Охота на ондатр, в отличие от утиной, была исключительно простой: приходишь вечером на озеро, умащиваешься на кочку или валёжину поближе к воде и посиживаешь себе, от нечего делать наблюдая, как розовеет, будто праздничный крем, последняя льдина на середине озера под лучами заходящего солнца. Но вот солнце село, помаленьку тускнеет закат, льдина мертвенно и скорбно белеет и, похоже, выгибается горбом на потемневшей воде. Ни звука на озере, но не надо нервничать, водяной народец не высунется раньше сумерек.
Ага, наконец-то, поплыли!.. Одна, другая, третья. Бесшумно бороздят стоячую воду живые «кораблики», шуршат в береговой осоке, корм ищут. Наклоняешься головой к земле, чтоб отсвет с небосвода упал на воду, и недовольно отворачиваешься: нет, не то! Просто водяные крысы. Если глаз намётан, ондатру от крысы отличить с полвзгляда: у плывущей ондатры голова высоко поднята над водой, у крысы – наравне с туловищем, да и плывёт ондатра, как реактивная, так и режет озёрную гладь, так и гонит волну.

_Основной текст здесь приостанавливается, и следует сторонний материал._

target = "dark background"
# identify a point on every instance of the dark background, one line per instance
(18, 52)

Подождёшь, когда она подплывёт поближе к берегу, чтоб достать палкой можно было, да и шарахнешь. Если попал, волчком закрутится, пока не застынет, если промазал, вскинет высоко зад, торчмя станет и в тот же миг уйдет вглубь. Но мазать нельзя, потому что за один вечер удаётся выстреливать только один раз: зверьки прячутся. Домой несёшь добытую ондатру за чешуйчатый хвост, похожий на змею, и руки потом долго хранят одеколонный запах.
Шкурки обезжиривали, обрабатывали мездру простоквашей, а мама из них шила нам шапки – красивые, тёплые, ноские.
В увлечении охотой много героического, мужественного, партизаны небось и воевали с охотничьими ружьями, значит, охотник, если понадобится, станет умелым, примерным воином. И чистое такое, благородное, аксаковско-тургеневское занятие, пиф-паф – и пожалуйста, без лишней возни получай «ягдташ с битой птицей». Уж очень мне нравилось это выражение, словно припев полюбившейся песенки, и я к месту и не к месту твердил его, как заклинание, даже просил мать сшить ягдташ, но она, смеясь, резонно заметила, что не стоит зря трудиться, ваш ягдташ, мол, всегда будет пустёхонький.